We Indians are free from birth and socialist by our indigenous culture.
The Orinoco River Delta looks from the air like a large root, with multiple channels. In that world, where the jungle is queen, with its humidity and greenery, the ancient presence of the Warao people makes them the heirs of the water and nature. That land on maps appears as the Federal Territory of Delta Amacuro, Venezuela.
The Warao ancestral tranquility was disrupted 52 years ago when the juggling of engineering and a vision of progress that does not take humans into account wiped out hectares of forest and closed an entire river channel, the Caño Manamo [causing salinization of the creeks and acidification of the soils]. Plants and animals died, and with them 2,600 Warao people were abandoned, haunted by a sort of curse unknown to them and their cosmogony.
We Indians lived very happily in our land and habitat until 1960 and 1961 when Caño Manamo was closed.

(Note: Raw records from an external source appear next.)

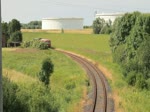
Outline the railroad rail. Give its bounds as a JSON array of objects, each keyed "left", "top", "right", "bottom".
[{"left": 58, "top": 50, "right": 114, "bottom": 112}]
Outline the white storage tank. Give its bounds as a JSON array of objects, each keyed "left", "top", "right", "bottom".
[
  {"left": 42, "top": 18, "right": 83, "bottom": 30},
  {"left": 95, "top": 13, "right": 124, "bottom": 23}
]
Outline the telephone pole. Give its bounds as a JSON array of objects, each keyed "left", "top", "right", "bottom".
[{"left": 0, "top": 0, "right": 3, "bottom": 112}]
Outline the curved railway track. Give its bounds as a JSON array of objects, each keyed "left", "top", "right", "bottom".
[{"left": 58, "top": 50, "right": 114, "bottom": 112}]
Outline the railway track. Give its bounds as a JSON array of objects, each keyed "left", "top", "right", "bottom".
[{"left": 57, "top": 51, "right": 114, "bottom": 112}]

My mother, Lilia Palacios, told this story without anger or hopelessness. Her eyes shone as if their vision was as old as the presence of our people in the Delta. Her voice had strength and serenity from knowing that reason was on her side. For 22 years in her time, now 52 years, we have been waiting for reason to again reign as it used to reign in the jungle and delta for the Warao community. We were devastated by the closure of the Caño Manamo by the Corporación Venezolana de Guayana (a state-owned mining conglomorate), which introduced a number of changes and transformations in the ecology of the Delta. Our complaint was the subject of a documentary film. Before we lived well in our habitat, our homes on small land holdings, but after the closure of the Caño Manamo, all the Warao communities lost our small land holdings, which flooded and disappeared.
Our grandfathers and grandmothers tell us they had chickens and ducks, and they hunted deer, guinea pigs, tapir, the lowland paca, cavy rodents and mountain pigs and they never ran out. They also planted rice, corn, taro and cassava. They had beehives, and from the moriche palm they extracted sago, wine and palm worms, and they had sufficient palm trees to build their houses from the trunks and leaves. They also had many varieties of fish and shrimp. But when the Corporacion Venezolana de Guayana (CVG) closed the Orinoco River Caño Manamo, our lives changed.

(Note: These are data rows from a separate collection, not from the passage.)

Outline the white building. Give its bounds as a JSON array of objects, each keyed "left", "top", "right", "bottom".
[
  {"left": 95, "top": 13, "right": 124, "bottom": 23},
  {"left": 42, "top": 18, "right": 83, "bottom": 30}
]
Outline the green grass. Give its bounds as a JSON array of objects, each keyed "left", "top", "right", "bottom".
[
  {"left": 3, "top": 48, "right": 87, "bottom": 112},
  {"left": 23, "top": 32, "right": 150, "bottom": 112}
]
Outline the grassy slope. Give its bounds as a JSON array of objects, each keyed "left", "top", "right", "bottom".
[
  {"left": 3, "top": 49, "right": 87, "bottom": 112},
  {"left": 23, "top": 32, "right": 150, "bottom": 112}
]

CVG was responsible for the closure of the Caño Manamo, but it has not paid us anything for our land or anything. Sixteen Warao communities were affected by the closure. We still call for recognition and attention that is denied, and we are refused the right to stay in our ancestral land where our people have lived for many generations. Our dream is that they restore what they took away from us, and they support our traditional activities, such as handicrafts, especially those that are based upon the use of the moriche palm, and an indigenous museum to display our native customs. Because many communities have gradually lost their customs, traditions and language, we demand that the CVG assume its rightful responsibility and be required to restore what they removed. We have been requesting for over 52 years to be paid for our land.
We do not want government bank loans, because they always come in the form of agricultural machinery without any respect for our rights and possessions: the Warao have been waiting for over 52 years for justice, as have most of the country’s indigenous peoples been waiting for centuries for their rights that were denied. Now I, the indigenous representative Maya Shita Palacios, follow the direction and approach the government that this reality must be met.

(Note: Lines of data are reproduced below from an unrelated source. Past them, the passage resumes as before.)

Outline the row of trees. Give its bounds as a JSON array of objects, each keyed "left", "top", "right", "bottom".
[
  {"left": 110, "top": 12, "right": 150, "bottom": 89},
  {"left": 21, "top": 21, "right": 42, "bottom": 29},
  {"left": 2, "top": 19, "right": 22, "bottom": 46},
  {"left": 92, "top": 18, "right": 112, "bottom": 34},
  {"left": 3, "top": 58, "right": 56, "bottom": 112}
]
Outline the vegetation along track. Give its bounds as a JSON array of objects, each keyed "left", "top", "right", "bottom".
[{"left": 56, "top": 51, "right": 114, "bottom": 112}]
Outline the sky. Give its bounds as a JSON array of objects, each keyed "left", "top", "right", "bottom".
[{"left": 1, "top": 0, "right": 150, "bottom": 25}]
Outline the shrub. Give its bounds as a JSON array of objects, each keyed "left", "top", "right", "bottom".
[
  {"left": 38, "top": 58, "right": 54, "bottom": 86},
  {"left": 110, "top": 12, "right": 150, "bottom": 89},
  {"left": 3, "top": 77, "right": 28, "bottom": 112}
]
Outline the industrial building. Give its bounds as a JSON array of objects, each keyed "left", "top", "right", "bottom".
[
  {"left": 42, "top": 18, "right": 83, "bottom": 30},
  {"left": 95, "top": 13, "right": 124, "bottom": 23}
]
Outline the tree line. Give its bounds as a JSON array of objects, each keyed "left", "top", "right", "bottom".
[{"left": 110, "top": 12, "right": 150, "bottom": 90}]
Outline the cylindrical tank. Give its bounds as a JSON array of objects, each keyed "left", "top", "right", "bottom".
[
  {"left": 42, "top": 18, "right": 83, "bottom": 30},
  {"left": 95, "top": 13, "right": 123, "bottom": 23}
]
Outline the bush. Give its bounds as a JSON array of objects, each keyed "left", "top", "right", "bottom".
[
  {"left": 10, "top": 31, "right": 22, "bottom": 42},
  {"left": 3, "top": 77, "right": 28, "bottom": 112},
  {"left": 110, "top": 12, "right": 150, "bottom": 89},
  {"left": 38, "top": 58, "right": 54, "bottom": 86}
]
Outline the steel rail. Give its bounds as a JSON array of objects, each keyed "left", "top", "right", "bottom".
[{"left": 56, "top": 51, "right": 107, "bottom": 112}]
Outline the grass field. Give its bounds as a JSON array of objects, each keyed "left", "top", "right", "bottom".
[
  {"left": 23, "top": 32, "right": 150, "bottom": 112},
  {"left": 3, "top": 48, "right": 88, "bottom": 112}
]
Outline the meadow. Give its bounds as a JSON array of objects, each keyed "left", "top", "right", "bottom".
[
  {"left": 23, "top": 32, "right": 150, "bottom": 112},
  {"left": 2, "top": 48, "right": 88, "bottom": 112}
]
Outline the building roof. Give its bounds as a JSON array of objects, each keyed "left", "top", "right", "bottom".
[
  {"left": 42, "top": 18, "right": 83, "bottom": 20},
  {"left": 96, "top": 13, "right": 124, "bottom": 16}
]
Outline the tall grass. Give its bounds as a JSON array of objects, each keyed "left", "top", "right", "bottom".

The proposed Jaburi Museum aims to strengthen and empower all children, youth and adults in our native customs and beliefs in order that they share these teachings with others. We want to build a museum to review our history and a space to start technical training that continues to give importance to our ancestral heritage. We want our involvement as a museum to teach various jobs that ensure a global vision. We consider this proposed museum of our culture as necessary to remember and serve as a display of our native customs.
For us to achieve these goals we need the support of various state institutions as well as all those good people who want to contribute their talents and skills to the project.